Over and over, I run into this bit of "insight" from constructivists: "Knowledge is constructed by the learner from experience." First, I was beaten over the head with this "insight" in ed school. Now I see it at constructivist sites like this one.
What does it mean? How does it work in practice?
I tried to put it to the test. I decided I want to know something about Tang and Song China. According to constructivists, I need to construct that knowledge from experience. What should I do? I don't have any experience with Tang and Song China. I live now, not in the era of Tang and Song China. Then I hit on a brilliant idea: time travel. I tried cranking up that rusty, old time machine. It didn't work. Now I am trying to construct without experience but with the help of a hat. I am trying to pull the knowledge out of a hat. Ain't working either. I guess I'll just settle for a book and ignore the constructivist piffle.

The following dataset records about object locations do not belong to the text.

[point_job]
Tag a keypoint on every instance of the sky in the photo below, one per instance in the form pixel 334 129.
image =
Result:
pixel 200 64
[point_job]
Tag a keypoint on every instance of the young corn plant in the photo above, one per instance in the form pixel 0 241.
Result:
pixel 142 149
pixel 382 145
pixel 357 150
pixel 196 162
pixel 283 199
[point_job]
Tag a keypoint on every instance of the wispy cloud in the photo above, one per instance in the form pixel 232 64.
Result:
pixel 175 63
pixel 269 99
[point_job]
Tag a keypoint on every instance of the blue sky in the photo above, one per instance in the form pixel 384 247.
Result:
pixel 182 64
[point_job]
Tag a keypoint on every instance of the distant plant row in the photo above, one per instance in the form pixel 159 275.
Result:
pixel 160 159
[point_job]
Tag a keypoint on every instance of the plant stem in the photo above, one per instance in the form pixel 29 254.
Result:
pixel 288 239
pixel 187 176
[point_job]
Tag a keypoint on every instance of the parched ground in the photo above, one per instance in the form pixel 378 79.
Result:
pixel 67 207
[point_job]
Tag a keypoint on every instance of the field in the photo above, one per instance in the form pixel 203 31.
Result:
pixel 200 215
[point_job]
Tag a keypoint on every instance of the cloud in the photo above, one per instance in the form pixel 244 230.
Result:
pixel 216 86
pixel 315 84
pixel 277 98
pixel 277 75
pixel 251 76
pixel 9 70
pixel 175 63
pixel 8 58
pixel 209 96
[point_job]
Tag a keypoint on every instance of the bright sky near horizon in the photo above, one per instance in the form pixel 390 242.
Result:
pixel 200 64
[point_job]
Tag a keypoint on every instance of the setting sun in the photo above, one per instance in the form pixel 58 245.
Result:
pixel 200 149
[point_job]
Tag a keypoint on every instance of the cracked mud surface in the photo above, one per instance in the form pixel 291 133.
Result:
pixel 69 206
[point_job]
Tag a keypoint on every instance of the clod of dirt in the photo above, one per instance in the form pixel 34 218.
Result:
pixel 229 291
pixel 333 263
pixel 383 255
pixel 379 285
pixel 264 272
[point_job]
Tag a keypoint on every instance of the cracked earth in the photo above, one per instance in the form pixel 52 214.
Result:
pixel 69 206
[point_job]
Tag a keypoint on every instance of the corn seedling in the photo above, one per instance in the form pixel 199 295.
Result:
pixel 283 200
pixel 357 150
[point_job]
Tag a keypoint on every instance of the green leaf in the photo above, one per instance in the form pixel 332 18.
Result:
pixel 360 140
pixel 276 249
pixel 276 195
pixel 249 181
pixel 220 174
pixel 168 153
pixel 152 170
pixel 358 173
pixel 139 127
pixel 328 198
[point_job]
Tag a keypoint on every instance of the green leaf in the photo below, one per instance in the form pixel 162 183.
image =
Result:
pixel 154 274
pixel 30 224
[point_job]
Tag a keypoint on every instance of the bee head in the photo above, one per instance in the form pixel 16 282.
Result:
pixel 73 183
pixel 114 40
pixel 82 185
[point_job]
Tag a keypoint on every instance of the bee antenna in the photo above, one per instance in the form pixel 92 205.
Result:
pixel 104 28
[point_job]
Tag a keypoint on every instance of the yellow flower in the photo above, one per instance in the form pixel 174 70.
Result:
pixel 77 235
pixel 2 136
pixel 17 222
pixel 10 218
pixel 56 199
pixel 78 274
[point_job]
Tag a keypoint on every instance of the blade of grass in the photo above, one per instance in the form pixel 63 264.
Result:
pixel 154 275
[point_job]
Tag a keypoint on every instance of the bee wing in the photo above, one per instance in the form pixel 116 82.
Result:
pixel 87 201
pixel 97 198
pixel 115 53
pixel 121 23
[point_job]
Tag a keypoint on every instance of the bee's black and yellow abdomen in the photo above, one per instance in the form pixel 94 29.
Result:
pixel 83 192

My conclusion is that either constructivists keep repeating the same nonsense (probably due to a lack of critical thinking ability), or there is something I am not getting. I suspect the former.
Ed guru advice welcome.
On the same site I find this gem:
Radical constructivists do not advocate goals, sequential instruction, aids to learning, or restrictions on content for learners because each learner is unique and educators do not know what the learners need or want to learn.I've got news for these "educators": In my experience, a lot of "learners" don't know what they need either. As for wanting to learn: Forget it!